Let $T: X \to X$ be a $\mu$-preserving transformation.
Let $\AA \subseteq \BB$ be a finite sub-$\sigma$-algebra.
Then the entropy of $T$ with respect to $\AA$:
- $\ds \map h {T, \AA} := \lim_{n \mathop \to \infty} \frac 1 n \map H {\bigvee_{k \mathop = 0}^{n - 1} T^{-k} \AA}$
is well-defined.
Proof
Let:
- $\ds a_n := \map H {\bigvee_{k \mathop = 0}^{n - 1} T^{-k} \AA}$
We need to show that the limit:
- $\ds \lim_{n \mathop \to \infty} \frac {a_n} n$
exists.
In view of Fekete's Subadditive Lemma, it suffices to show the subadditivity of $\sequence {a_n}$.
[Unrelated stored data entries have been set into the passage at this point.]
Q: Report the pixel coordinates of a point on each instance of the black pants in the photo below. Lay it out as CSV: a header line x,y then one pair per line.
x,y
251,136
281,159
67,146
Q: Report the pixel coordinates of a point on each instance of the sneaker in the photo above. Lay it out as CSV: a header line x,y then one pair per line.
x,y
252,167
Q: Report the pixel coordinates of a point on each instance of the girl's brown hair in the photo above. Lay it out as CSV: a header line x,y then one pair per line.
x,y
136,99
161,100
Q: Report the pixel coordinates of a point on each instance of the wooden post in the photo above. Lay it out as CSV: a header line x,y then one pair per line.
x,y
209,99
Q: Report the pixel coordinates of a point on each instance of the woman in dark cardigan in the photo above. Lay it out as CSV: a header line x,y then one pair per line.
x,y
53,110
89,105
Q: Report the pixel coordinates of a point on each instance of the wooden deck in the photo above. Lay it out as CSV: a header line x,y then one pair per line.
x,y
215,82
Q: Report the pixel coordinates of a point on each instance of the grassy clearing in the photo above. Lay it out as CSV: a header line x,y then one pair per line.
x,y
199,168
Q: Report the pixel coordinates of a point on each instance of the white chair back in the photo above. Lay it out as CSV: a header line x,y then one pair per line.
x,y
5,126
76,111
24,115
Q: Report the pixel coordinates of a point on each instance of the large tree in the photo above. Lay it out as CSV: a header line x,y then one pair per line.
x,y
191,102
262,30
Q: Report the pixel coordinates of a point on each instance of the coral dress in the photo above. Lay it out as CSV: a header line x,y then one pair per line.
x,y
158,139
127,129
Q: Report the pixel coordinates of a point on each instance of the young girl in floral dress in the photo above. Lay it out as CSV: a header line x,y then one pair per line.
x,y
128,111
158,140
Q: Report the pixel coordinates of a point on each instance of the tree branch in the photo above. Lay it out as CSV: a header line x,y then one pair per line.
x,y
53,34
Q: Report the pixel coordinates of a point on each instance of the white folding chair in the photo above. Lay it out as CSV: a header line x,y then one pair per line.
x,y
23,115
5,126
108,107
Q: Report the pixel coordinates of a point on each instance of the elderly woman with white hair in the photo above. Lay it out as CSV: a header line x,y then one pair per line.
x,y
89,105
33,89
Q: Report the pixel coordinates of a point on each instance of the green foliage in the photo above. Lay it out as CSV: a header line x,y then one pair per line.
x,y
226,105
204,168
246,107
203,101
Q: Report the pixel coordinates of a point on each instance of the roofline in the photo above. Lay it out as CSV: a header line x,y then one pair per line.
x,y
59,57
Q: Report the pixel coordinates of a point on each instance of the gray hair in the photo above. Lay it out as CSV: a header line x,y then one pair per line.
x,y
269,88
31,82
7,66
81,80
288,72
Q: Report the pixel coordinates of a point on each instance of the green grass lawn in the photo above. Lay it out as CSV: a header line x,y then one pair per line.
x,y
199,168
To this end, let $m, n \ge 1$.
Then:
\(\ds a_{m + n}\) | \(=\) | \(\ds \map H {\bigvee_{k \mathop = 0}^{m - 1} T^{-k} \AA \vee \bigvee_{k \mathop = m}^{m + n - 1} T^{-k} \AA }\) | ||||||||||||
\(\ds \) | \(\le\) | \(\ds \map H {\bigvee_{k \mathop = 0}^{m - 1} T^{-k} \AA} + \map H {\bigvee_{k \mathop = m}^{m + n - 1} T^{-k} \AA }\) | Conditional Entropy of Join as Sum/Corollary 5 | |||||||||||
\(\ds \) | \(=\) | \(\ds \map H {\bigvee_{k \mathop = 0}^{m - 1} T^{-k} \AA} + \map H {\bigvee_{k \mathop = 0}^{n - 1} T^{-k} \AA }\) | Entropy of Finite Sub-Sigma-Algebra is Transformation Invariant | |||||||||||
\(\ds \) | \(=\) | \(\ds a_m + a_n\) |
$\blacksquare$